For instance for a task with 3 choice (A,B,C) if my model predict label A, I’d like to send something like this:
Ah, okay, got it. In general, the best strategy to achieve these kinds of things in Prodigy is to just feed it input of the same format as the expected output. That’s also how it works for NER and other interfaces. For the choice interface, this means including an "accept" key with a list of accepted options, just like the annotation format you expect it to produce in the database. For example:
"accept": [1, 4]
The "choice" currently doesn’t “officially” support this, so it likely won’t update the very first task when you load the app. However, from the second task on, it should work! (This sounds strange, but it’s just because the Prodigy doesn’t check for pre-defined choice options and only keeps a record of them once the interface is updated.)
Supporting this workflow “officially” won’t be a problem to implement, so I’d be happy to include this for a future release
Nice, I just tried it and it works great, excepted on the first example as you said.
I don’t know yet if this workflow will be the best but if it’s not too much :). We are trying different workflow to better annotate multi-label example. The thing is that if the number of labels is too big, the choice interface could become less efficient. We are also experimenting a recipe that for every label, goes over examples that miss this label and then simply use the classification interface.
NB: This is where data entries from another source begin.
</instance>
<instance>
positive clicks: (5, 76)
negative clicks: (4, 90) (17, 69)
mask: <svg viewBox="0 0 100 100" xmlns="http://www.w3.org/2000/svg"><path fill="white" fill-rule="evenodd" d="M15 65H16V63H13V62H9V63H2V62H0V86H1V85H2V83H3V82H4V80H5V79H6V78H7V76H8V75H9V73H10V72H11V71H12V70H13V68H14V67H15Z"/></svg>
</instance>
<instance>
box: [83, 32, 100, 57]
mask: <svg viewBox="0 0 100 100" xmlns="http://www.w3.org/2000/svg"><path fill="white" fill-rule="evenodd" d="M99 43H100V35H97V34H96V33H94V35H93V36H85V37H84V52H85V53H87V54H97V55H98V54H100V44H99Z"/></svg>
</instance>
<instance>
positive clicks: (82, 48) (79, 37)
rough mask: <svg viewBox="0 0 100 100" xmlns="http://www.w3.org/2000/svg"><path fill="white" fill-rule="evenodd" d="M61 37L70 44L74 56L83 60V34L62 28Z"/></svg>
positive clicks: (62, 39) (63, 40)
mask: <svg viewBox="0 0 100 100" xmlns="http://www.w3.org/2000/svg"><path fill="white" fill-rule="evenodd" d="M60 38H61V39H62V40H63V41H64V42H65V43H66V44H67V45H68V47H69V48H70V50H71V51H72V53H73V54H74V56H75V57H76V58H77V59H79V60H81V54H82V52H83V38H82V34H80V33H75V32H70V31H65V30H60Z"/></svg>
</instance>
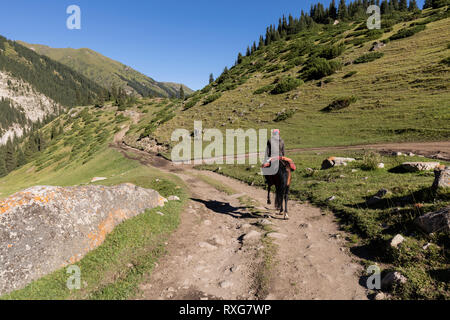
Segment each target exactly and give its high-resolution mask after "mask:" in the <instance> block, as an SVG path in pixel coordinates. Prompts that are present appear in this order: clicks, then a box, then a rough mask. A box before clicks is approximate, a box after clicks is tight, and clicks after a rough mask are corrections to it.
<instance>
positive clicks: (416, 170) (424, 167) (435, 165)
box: [402, 162, 440, 172]
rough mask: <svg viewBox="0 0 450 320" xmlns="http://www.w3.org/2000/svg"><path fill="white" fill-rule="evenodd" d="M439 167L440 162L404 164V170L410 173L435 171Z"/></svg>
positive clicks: (407, 162)
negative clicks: (436, 167) (411, 172)
mask: <svg viewBox="0 0 450 320" xmlns="http://www.w3.org/2000/svg"><path fill="white" fill-rule="evenodd" d="M439 165H440V163H439V162H405V163H402V168H403V169H404V170H406V171H408V172H417V171H429V170H434V169H435V168H436V167H438V166H439Z"/></svg>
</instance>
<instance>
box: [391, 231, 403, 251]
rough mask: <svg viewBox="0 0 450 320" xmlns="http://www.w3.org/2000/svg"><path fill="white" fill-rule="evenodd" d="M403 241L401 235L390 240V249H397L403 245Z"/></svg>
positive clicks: (399, 234)
mask: <svg viewBox="0 0 450 320" xmlns="http://www.w3.org/2000/svg"><path fill="white" fill-rule="evenodd" d="M403 241H405V238H403V236H402V235H401V234H398V235H396V236H395V237H394V238H393V239H392V240H391V247H392V248H396V249H397V248H398V246H399V245H400V244H402V243H403Z"/></svg>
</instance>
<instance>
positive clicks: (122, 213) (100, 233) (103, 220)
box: [88, 209, 128, 250]
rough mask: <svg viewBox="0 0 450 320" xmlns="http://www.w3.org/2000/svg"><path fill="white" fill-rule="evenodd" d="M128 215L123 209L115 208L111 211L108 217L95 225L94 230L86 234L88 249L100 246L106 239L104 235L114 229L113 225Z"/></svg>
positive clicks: (113, 229) (118, 223)
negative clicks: (120, 209)
mask: <svg viewBox="0 0 450 320" xmlns="http://www.w3.org/2000/svg"><path fill="white" fill-rule="evenodd" d="M127 218H128V216H127V214H126V213H125V212H124V211H123V210H120V209H119V210H116V211H113V212H111V213H110V214H109V215H108V217H107V218H106V219H105V220H103V221H102V222H101V223H100V224H99V225H98V227H97V230H96V231H95V232H91V233H90V234H89V235H88V238H89V239H90V241H89V250H93V249H95V248H97V247H98V246H100V245H101V244H102V243H103V242H104V241H105V239H106V236H107V235H108V234H109V233H111V232H112V231H113V230H114V227H115V226H116V225H117V224H119V223H120V222H122V221H123V220H125V219H127Z"/></svg>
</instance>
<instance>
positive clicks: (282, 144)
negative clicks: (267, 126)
mask: <svg viewBox="0 0 450 320" xmlns="http://www.w3.org/2000/svg"><path fill="white" fill-rule="evenodd" d="M277 147H278V154H277V151H276V150H277ZM275 157H284V141H283V139H281V136H280V130H279V129H274V130H272V137H271V138H270V139H269V140H268V141H267V148H266V159H265V160H266V161H268V160H269V159H270V158H275Z"/></svg>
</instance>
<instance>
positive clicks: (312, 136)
mask: <svg viewBox="0 0 450 320" xmlns="http://www.w3.org/2000/svg"><path fill="white" fill-rule="evenodd" d="M383 19H384V20H382V21H384V23H385V25H383V29H381V30H375V31H373V30H368V29H367V27H366V26H365V23H366V22H365V21H356V22H355V21H353V22H341V23H339V24H337V25H333V24H328V25H323V24H314V25H312V26H311V27H310V28H309V29H307V30H304V31H301V32H299V33H296V34H293V35H289V36H287V37H284V38H281V39H280V40H276V41H272V42H271V43H270V44H268V45H264V44H263V45H262V46H260V47H259V48H258V49H257V50H256V51H254V52H253V53H251V54H250V55H249V56H241V57H240V61H239V63H237V64H236V65H235V66H234V67H233V68H231V69H230V70H226V71H225V72H224V73H223V74H222V75H221V76H220V77H219V78H218V79H217V80H216V81H215V82H214V83H213V84H211V85H208V86H207V87H205V88H204V89H203V90H200V91H197V92H196V93H195V94H194V95H193V96H192V97H190V99H189V100H187V102H186V103H185V104H184V107H183V109H182V110H183V111H182V112H178V113H177V115H176V116H175V117H174V118H173V119H171V120H170V121H167V122H166V123H164V124H163V125H161V126H159V127H158V128H157V129H156V130H155V131H154V132H153V133H152V137H154V138H156V139H157V140H158V141H159V142H160V143H165V144H170V137H171V134H172V132H173V130H174V129H175V128H187V129H188V130H190V131H191V132H192V131H193V120H192V119H195V120H202V121H203V128H219V129H221V128H222V129H224V128H227V129H229V128H255V129H258V128H280V129H281V130H282V136H283V138H284V139H285V142H286V146H287V148H301V147H318V146H336V145H351V144H367V143H377V142H387V141H395V142H399V141H431V140H447V139H448V138H449V137H450V121H449V120H450V108H449V101H450V90H449V83H450V81H449V80H450V67H449V65H448V57H449V55H450V50H449V48H450V47H449V42H450V32H449V25H450V18H449V11H448V8H447V7H444V8H441V9H438V10H429V9H428V10H424V11H422V12H411V13H404V14H403V15H402V16H394V17H389V16H387V17H384V16H383ZM374 41H376V43H378V44H379V46H380V47H381V48H379V49H375V50H374V51H371V49H372V48H373V47H374ZM383 44H385V46H383ZM446 58H447V60H445V59H446ZM445 61H447V62H445ZM341 105H342V106H343V108H341V109H340V108H339V106H341ZM328 106H330V108H328V109H327V107H328ZM180 111H181V110H180Z"/></svg>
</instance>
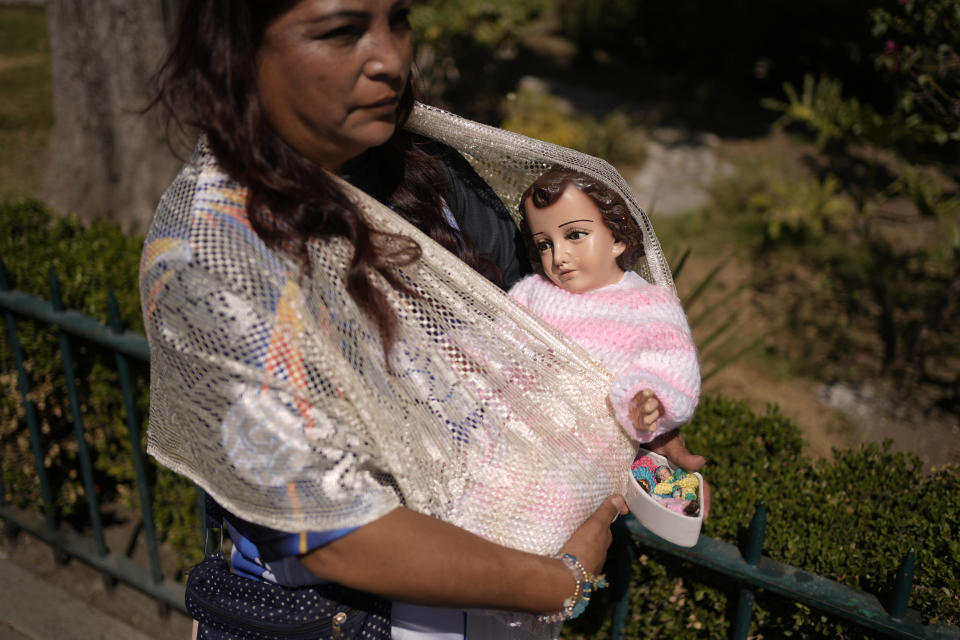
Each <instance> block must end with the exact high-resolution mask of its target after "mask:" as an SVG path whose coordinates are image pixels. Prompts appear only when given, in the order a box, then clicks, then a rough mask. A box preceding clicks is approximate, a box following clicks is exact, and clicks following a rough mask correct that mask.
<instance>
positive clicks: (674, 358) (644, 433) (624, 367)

Will see what works best.
The numbers here are the "id" values of the options! Sorry if this was confusing. The option IDs can be intergers or strings. So if your option is {"id": "FOO", "text": "bar"}, you can set "accept": ["FOO"] to pre-select it.
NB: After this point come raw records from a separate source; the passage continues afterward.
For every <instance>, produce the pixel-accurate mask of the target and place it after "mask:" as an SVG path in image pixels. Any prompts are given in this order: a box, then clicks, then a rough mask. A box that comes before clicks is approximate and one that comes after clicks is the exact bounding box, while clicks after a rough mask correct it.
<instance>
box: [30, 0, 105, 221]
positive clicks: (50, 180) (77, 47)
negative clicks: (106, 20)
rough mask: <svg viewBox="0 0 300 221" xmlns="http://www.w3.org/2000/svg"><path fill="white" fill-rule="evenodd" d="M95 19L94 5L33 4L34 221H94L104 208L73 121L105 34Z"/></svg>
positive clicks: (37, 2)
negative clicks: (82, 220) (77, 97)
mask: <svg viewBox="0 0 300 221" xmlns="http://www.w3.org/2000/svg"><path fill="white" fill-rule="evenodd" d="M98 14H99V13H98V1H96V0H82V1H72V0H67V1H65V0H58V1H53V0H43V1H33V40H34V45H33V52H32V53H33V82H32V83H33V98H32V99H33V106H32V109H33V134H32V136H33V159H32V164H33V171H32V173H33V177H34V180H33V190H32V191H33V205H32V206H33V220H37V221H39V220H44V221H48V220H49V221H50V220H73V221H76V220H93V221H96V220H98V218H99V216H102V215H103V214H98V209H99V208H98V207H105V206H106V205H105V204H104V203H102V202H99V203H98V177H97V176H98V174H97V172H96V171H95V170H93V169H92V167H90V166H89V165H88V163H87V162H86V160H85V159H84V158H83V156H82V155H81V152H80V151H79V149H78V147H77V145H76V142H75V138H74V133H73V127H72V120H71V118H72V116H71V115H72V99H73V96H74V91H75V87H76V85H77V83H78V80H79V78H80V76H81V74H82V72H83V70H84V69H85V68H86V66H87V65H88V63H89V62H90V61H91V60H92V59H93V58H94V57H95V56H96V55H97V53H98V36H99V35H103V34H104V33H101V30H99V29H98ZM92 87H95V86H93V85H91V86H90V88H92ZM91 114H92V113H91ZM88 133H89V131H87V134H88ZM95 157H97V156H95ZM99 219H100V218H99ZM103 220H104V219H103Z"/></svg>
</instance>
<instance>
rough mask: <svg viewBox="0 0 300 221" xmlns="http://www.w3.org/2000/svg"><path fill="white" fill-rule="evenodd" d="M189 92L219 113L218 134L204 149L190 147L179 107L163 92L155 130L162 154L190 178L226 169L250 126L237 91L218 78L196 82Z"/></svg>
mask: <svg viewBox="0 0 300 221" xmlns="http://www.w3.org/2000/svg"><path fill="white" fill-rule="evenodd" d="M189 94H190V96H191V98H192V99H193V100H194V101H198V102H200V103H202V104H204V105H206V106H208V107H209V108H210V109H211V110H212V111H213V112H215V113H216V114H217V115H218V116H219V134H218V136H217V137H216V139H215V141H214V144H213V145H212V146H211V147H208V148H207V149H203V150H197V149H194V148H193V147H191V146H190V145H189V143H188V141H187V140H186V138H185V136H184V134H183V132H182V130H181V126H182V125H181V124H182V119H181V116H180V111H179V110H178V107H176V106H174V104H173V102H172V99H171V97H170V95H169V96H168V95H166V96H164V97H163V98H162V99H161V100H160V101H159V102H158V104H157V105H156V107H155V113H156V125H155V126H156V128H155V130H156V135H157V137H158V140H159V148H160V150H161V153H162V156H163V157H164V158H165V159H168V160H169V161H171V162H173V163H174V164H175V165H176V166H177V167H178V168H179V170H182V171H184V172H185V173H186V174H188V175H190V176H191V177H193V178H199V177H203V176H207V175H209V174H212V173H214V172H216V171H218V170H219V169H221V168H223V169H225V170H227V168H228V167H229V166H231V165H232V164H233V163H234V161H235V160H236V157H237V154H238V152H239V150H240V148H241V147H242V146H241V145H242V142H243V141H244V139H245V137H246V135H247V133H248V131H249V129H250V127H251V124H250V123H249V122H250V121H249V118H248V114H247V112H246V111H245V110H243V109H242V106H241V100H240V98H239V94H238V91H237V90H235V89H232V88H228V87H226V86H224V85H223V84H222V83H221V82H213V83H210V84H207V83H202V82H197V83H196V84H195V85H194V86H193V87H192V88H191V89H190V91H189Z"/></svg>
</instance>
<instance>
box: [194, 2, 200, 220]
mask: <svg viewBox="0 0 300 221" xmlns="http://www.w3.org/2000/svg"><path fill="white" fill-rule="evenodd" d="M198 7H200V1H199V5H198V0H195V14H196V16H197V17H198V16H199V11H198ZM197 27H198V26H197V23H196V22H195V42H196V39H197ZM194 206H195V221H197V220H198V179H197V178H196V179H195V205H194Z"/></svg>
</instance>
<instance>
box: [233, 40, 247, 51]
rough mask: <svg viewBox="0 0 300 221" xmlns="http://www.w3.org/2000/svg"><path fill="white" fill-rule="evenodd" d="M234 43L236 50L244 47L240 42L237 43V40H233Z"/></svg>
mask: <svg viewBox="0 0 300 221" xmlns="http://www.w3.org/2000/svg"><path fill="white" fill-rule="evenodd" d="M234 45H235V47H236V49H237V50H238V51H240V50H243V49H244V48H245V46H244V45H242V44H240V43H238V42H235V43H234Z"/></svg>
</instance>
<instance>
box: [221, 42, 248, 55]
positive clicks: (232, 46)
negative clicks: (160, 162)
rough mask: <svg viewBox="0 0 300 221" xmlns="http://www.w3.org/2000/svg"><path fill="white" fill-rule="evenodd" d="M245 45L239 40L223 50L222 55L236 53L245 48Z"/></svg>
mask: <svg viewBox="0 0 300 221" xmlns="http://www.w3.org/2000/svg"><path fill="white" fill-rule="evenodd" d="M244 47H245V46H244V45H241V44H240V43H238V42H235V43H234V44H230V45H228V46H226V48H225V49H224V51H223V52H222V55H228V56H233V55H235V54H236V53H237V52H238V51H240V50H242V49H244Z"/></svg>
Emoji should definitely be no problem – I use them in options all the time
And wait, you're using the textcat.manual recipe, right? The problem here is that the recipe already takes care of adding the "options", so whatever you have in there will be overwritten by the actual labels you're annotating. Everything else would be kinda confusing, because you could en up with mismatched labels.
If you look at the source of prodigy/recipes/textcat.py, you'll see that the recipe is pretty simple, though – essentially, it's very similar to this:
So if you want to customise the labels and pre-populate the data, it might make more sense to just do it in a custom recipe instead. If you want this to be really elegant, you could even add a command-line argument that lets you pass in those label aliases, or load the options from a file or something like that.